The long saga of South Stream seems to have ended, but the lessons from it should not be ignored. First, three consecutive Bulgarian governments completely disregarded the national interest by not properly evaluating the project and failing to negotiate reasonable conditions for its realization. Instead, their actions were initiated and carried out according to clues and implicit invocations from foreign actors. Second, the big players in Europe do not seem to be overly concerned with Bulgaria’s well-being either. Although following Russia’s plans has often been unfavorable for Bulgaria, constantly sticking to the European regulations is also problematic. The EU’s intervention in South Stream’s case may have prevented Bulgaria from participating in an unprofitable project, but its further sanctions against Russia have undeniably weakened the country’s economy. Despite the numerous pleas to soften the sanctions or provide assistance for the most affected countries, the European Commission has remained passive. As a result, Bulgaria is expected to experience a 70% outflow of Russian tourists, 7.4% decrease of exports to Russia, and the loss of three major energy projects.

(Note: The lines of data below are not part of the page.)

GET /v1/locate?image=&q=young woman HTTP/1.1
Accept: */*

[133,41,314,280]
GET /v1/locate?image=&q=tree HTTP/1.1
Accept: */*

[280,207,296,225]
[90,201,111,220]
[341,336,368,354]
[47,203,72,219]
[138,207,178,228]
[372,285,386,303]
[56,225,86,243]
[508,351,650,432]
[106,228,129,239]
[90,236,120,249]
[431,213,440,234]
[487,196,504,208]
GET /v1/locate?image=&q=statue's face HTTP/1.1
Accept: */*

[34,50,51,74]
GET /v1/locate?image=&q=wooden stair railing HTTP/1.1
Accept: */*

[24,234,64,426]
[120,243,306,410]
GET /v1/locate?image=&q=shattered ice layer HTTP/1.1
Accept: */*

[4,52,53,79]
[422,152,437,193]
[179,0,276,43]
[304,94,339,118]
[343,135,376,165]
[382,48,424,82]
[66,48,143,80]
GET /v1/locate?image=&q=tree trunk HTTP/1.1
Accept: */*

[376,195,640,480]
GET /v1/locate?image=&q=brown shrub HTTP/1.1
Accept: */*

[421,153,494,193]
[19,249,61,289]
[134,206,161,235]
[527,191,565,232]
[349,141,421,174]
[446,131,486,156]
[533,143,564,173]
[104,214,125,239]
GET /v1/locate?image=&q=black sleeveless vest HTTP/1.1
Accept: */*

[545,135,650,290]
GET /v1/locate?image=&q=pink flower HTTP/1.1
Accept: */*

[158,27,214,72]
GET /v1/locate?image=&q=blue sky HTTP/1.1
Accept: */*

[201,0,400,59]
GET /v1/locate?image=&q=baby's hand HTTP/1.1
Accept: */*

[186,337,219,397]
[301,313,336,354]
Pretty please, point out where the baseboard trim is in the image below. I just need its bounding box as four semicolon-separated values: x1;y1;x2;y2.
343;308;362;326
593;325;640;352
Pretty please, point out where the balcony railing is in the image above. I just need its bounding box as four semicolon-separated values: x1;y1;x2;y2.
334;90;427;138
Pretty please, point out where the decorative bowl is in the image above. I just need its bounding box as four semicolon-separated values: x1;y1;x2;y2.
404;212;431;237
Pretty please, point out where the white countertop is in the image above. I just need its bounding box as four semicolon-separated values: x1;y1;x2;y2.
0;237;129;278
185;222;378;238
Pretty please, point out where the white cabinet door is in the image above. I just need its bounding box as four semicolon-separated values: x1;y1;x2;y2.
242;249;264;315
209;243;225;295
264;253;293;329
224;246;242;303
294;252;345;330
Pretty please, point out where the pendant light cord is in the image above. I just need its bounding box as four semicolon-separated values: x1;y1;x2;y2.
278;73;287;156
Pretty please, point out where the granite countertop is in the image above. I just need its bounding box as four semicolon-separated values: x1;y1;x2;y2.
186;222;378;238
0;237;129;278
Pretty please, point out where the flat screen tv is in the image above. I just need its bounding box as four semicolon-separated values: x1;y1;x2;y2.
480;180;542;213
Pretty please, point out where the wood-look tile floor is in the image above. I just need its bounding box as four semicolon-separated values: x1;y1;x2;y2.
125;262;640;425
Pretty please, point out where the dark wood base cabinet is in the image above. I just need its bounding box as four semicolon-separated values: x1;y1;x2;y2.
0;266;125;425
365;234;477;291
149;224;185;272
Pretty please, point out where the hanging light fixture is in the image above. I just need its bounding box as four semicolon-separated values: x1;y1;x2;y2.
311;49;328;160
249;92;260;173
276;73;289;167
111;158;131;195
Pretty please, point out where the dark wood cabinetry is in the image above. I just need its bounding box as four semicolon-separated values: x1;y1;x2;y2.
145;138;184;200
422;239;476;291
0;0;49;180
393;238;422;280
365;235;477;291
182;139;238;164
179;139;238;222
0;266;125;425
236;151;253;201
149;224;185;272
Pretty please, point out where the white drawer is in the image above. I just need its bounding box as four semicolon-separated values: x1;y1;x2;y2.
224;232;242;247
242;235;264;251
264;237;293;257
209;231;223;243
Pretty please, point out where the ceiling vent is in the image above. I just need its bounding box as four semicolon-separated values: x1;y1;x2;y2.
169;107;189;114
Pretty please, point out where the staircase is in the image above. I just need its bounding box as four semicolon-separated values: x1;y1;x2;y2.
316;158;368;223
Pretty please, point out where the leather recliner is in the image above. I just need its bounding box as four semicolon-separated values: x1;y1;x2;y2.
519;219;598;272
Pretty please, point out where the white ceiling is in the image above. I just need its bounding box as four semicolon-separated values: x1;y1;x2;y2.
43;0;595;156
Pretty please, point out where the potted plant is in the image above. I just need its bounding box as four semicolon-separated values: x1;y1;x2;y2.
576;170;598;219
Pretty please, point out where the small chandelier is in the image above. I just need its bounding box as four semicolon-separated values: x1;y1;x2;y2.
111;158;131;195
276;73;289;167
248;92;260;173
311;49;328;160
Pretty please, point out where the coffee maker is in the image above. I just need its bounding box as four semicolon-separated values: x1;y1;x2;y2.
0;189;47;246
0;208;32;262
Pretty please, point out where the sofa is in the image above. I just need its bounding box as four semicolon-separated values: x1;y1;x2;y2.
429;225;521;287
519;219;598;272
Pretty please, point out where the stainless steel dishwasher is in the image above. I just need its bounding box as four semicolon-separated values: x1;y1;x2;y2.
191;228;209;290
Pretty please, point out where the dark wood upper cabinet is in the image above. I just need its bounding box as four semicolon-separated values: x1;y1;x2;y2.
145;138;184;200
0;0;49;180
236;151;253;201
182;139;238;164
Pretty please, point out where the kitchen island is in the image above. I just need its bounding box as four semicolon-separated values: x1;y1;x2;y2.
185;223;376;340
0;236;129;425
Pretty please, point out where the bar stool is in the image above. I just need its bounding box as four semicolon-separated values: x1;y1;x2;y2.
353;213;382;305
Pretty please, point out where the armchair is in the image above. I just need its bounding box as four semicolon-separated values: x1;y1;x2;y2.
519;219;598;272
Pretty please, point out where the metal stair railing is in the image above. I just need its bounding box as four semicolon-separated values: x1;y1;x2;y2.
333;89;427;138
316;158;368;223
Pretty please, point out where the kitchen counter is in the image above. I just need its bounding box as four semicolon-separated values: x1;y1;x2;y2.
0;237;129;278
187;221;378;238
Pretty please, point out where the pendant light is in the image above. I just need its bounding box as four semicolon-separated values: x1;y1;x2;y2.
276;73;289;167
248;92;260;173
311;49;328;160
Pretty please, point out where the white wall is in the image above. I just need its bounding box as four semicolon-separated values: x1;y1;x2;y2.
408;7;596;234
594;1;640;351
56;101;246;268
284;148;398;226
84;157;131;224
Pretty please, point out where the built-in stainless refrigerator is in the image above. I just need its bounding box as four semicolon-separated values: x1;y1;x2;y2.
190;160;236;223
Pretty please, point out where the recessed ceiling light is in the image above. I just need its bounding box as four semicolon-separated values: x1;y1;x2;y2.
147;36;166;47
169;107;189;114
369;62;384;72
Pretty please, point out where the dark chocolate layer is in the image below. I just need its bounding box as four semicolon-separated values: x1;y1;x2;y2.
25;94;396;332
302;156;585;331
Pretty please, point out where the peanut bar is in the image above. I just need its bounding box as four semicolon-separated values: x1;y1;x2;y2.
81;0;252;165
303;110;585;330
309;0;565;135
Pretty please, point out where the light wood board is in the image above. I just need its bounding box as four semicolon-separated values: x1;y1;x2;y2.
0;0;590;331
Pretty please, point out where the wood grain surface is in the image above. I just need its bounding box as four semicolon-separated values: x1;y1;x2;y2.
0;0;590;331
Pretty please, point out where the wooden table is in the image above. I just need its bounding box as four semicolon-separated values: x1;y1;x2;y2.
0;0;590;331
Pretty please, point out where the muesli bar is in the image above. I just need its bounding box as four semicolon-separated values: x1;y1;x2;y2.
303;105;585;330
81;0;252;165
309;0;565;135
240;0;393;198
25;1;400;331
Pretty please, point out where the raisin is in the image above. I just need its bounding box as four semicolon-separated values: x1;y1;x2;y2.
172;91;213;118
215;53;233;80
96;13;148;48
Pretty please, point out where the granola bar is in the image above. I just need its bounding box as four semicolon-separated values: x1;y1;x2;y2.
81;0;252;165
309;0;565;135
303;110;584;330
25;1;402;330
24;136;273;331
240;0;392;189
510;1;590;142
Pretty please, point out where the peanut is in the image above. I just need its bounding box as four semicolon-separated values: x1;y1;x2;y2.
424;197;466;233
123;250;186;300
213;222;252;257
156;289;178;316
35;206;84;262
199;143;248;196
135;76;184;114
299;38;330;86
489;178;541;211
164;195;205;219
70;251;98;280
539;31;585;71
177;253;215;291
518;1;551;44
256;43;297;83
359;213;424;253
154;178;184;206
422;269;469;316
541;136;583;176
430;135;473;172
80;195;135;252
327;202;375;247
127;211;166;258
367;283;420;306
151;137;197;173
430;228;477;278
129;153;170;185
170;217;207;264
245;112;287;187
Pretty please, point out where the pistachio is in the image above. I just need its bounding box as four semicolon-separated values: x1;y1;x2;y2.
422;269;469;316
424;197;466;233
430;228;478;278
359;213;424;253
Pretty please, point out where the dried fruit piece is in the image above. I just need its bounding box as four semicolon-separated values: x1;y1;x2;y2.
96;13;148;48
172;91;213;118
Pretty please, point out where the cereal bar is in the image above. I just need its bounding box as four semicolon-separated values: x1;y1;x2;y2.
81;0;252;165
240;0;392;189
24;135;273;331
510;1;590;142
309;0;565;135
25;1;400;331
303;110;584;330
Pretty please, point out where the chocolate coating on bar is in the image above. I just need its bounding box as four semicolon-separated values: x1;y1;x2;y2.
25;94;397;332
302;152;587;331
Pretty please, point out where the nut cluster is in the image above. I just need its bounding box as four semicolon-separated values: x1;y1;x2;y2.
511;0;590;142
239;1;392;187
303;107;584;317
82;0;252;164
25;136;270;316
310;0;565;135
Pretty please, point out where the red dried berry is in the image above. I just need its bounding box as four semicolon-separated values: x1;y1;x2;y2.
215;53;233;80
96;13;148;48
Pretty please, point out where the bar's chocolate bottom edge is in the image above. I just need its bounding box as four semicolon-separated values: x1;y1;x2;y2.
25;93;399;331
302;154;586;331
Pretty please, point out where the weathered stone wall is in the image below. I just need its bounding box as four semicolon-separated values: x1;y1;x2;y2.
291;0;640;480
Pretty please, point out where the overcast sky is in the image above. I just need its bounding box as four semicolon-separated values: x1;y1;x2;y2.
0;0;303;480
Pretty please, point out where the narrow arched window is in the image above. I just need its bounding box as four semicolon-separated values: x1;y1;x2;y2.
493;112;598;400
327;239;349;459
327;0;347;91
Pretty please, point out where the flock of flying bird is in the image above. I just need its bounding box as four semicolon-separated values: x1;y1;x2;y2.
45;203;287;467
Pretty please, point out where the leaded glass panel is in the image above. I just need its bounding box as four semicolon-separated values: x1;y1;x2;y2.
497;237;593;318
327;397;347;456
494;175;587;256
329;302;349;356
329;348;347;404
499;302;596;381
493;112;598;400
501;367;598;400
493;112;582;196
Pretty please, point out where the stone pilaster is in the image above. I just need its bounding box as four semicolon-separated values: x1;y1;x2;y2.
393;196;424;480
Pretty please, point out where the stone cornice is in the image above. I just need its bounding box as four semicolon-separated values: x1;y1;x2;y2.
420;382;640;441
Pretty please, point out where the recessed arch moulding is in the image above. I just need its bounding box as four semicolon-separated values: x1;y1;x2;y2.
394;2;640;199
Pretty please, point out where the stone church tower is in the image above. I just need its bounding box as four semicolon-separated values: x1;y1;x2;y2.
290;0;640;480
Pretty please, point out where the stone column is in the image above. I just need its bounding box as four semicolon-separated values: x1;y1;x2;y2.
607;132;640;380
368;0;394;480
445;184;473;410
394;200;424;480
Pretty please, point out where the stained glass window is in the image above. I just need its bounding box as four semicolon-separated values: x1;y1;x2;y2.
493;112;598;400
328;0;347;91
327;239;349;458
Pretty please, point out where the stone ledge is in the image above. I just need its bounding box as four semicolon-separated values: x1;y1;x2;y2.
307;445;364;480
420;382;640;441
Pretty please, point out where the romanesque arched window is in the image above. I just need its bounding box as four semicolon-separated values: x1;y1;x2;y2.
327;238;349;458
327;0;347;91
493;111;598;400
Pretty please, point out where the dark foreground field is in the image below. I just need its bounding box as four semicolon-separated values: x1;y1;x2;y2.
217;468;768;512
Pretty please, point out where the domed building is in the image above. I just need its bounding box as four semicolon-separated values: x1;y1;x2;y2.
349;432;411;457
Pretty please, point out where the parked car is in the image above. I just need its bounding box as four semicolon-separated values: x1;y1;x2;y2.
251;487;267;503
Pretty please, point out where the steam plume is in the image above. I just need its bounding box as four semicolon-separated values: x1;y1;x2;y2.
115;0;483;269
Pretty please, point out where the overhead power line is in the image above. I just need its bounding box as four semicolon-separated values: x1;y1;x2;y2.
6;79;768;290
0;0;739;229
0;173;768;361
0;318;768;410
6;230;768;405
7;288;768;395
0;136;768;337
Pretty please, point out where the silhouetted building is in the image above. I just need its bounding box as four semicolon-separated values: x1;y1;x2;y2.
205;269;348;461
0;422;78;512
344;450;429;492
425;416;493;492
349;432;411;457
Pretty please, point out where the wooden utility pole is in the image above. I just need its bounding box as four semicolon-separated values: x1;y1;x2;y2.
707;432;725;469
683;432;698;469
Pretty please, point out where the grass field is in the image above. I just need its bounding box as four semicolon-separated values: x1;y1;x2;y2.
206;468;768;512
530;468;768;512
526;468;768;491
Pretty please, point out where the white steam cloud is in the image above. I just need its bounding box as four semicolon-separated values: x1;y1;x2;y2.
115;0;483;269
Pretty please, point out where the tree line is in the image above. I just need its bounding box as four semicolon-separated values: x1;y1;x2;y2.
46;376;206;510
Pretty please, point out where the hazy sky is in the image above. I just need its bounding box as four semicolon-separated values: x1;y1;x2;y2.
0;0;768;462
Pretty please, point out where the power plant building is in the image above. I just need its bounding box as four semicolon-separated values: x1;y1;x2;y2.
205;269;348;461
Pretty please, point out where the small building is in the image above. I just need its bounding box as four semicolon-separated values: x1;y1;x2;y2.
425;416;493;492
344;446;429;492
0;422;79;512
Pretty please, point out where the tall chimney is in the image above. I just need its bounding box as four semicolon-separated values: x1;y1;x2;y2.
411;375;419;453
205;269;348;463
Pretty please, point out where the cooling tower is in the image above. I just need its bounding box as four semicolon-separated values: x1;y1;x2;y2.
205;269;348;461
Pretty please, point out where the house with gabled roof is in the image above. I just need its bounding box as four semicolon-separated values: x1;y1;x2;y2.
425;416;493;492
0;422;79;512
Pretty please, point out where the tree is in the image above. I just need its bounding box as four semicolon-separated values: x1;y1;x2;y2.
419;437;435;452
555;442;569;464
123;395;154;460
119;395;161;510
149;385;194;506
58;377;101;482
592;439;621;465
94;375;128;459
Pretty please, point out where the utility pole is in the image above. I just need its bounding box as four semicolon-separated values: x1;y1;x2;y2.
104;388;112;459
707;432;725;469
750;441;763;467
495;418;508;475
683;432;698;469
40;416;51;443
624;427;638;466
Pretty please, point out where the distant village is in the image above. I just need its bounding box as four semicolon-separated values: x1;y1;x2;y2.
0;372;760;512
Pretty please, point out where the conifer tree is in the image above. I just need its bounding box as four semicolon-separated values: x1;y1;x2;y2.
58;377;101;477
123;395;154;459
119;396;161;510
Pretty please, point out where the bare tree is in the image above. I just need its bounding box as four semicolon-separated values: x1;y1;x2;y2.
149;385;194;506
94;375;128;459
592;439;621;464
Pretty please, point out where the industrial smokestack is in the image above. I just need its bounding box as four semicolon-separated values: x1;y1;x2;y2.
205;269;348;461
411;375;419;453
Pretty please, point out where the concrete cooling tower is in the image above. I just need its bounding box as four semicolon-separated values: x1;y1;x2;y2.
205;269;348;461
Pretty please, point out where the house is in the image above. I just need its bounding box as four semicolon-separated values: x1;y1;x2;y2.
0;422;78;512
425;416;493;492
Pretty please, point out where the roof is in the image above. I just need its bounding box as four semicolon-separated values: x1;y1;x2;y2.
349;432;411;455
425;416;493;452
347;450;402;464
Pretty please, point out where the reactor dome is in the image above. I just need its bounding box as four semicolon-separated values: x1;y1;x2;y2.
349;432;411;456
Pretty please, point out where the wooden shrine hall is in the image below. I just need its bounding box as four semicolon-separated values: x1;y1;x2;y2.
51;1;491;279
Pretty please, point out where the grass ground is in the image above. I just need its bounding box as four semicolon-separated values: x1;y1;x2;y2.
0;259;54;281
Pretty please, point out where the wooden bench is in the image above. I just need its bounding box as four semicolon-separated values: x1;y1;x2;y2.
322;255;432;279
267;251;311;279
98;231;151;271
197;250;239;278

For Bulgaria, the conclusions from these examples are rather sad: in the big game of chess, the country is a mere pawn with limited influence in the actual world. As long as the country avoids consciously choosing between past loyalties and current prospects, national control will continue to be a chimera. One thing is certain—it is extremely difficult for the small states to be anything but a mere echo of their vociferous “partners.” Satellite states, puppet governments, and proxy wars may be in the past, but subtle directives, resolutions, oligarchic circles, and economic pressures are no less controlling.